The need for deepened molecular mechanism exploration in new onset diabetes after transplantation (NODAT)
Editorial

The need for deepened molecular mechanism exploration in new onset diabetes after transplantation (NODAT)

Ke Zhang1, Shusen Zheng1,2

1Division of Hepatobiliary and Pancreatic Surgery, Department of Surgery, The First Affiliated Hospital, School of Medicine, Zhejiang University, Hangzhou, China; 2Department of Hepatobiliary and Pancreatic Surgery, Department of Liver Transplantation, Shulan (Hangzhou) Hospital, Zhejiang Shuren University School of Medicine, Hangzhou, China

Correspondence to: Prof. Shusen Zheng. Division of Hepatobiliary and Pancreatic Surgery, Department of Surgery, The First Affiliated Hospital, School of Medicine, Zhejiang University, Hangzhou, China; Department of Hepatobiliary and Pancreatic Surgery, Department of Liver Transplantation, Shulan (Hangzhou) Hospital, Zhejiang Shuren University School of Medicine, Hangzhou, China. Email: shusenzheng@zju.edu.cn.

Comment on: Man Kim J, Hwang S, Lee KW, et al. New-onset diabetes after adult liver transplantation in the Korean Organ Transplantation Registry (KOTRY) study.
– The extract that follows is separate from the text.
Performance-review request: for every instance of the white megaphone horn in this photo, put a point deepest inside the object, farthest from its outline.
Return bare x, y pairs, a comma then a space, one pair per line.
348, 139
Hepatobiliary Surg Nutr 2020;9:425-39.


Submitted Oct 01, 2021. Accepted for publication Oct 21, 2021.

doi: 10.21037/hbsn-2021-22


New onset diabetes after transplantation (NODAT) has begun to receive attention from transplant surgeons in recent years. NODAT is a common metabolic complication that occurs after liver transplantation (LT), with a reported incidence ranging from 9–63.3% in recipients who are previously nondiabetic (1). The development of NODAT has been associated with an increased risk of cardiovascular disease, infection, chronic renal insufficiency, and graft dysfunction after LT, and leads to increased long-term mortality in liver recipients (2-7). The study by Man Kim et al. (8) was the first to investigate the incidence and risk factors of NODAT in Korean LT patients and was completed with the Korean Organ Transplantation Registry (KOTRY) database. Nearly 70% of LTs recorded in the KOTRY are living donor LTs (LDLTs); the incidence and the risk factors of NODAT in the KOTRY are not entirely consistent with those reported in studies based on deceased donor LT (DDLT) (2,9,10).
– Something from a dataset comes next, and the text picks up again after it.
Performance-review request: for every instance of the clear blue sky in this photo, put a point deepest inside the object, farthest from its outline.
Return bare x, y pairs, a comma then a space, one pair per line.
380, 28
The study (8) indicated that in addition to increasing recipient age, high recipient BMI, steroid use, and left-sided LT being risk factors for NODAT, small-size liver graft (GRWR ≤0.8) or minimally invasive donor hepatectomy, including laparoscopic donor hepatectomy or robotic donor hepatectomy, was an independent risk factor of NODAT for LDLT. However, the exact mechanism underlying this association is not clear, and the authors believe it may be related to liver inflammation.

Currently, the study on the mechanism of occurrence of NODAT has been receiving increasing attention from researchers, and thus far interleukin 6 (IL-6) has been associated with the occurrence of NODAT (11). High mobility group box 1 protein (HMGB1), as a marker of hepatocellular injury in LT, is considered to have a possible association with insulin resistance after LT (11), and studies on HMGB1-related pathways may provide novel and practicable ideas for the prevention and treatment of NODAT. More research is needed to determine the connection between liver inflammation and ischemia-reperfusion injury after LT and the occurrence and development of NODAT.
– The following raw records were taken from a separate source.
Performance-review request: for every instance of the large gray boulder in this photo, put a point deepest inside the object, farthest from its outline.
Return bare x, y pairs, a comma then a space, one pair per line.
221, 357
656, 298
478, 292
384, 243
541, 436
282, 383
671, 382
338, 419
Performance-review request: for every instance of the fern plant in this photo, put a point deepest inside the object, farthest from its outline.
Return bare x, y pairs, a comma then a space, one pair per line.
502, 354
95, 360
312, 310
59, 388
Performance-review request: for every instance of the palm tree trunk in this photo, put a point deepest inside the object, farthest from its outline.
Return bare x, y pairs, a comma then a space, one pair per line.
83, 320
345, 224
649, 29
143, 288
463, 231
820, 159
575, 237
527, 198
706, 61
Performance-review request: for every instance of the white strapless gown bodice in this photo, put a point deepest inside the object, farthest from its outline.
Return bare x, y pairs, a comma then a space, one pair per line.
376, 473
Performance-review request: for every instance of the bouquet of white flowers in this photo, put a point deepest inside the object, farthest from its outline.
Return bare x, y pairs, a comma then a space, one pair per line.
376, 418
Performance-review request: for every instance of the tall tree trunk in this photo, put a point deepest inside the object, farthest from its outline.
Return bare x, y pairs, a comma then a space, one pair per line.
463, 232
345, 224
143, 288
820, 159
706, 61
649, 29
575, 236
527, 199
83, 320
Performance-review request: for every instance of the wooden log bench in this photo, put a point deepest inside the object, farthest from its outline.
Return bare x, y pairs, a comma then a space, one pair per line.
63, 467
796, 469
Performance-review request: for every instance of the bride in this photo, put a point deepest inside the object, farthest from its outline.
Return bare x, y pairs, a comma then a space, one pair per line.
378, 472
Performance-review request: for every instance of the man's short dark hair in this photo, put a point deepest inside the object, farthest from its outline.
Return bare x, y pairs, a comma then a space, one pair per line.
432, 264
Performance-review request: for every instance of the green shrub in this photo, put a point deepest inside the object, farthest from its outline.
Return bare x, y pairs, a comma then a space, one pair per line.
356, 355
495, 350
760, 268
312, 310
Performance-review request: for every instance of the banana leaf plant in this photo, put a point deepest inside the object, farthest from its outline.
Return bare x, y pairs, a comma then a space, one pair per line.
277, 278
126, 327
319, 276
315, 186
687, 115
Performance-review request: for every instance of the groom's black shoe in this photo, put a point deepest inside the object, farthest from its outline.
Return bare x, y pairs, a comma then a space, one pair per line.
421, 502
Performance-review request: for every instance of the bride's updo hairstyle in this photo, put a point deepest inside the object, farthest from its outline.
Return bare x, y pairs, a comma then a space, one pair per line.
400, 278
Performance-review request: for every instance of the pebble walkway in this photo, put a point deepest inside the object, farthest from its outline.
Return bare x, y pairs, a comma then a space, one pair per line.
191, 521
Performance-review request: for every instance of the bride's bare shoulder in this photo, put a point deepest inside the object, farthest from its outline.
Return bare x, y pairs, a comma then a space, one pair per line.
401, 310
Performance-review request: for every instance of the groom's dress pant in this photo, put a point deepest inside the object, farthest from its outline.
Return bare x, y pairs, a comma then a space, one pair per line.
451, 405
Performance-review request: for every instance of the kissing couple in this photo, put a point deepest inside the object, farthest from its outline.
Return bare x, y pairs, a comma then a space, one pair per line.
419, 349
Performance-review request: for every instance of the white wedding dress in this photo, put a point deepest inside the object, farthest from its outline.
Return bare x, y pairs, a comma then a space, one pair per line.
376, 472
As mentioned above, there are limitations to this study. First, the KOTRY database does not include actual laboratory findings and intraoperative data, such as operative time, cold and hot ischemic time, and other relevant information, which may also be closely related to the development of NODAT after LT. In addition, the immunosuppression protocols and the management of NODAT is important. It has been shown that maintenance immunosuppression with tacrolimus and steroids is a risk factor for NODAT (12-15). The study did not provide data on tacrolimus blood levels and steroid use after LT. Second, the study had a relatively short follow-up period, with a median follow-up time of 1 year. However, the majority (90%) of NODAT cases in the study developed NODAT within 6 months after LT, and those who developed NODAT at a later time might have been influenced by other factors, such as lifestyle habits of diet, smoking, or physical activity, as well as the development of other comorbidities like hyperlipidemia and hypertension. Further studies with longer follow-up periods are still needed to assess the long-term impact of NODAT on the outcomes in LT patients.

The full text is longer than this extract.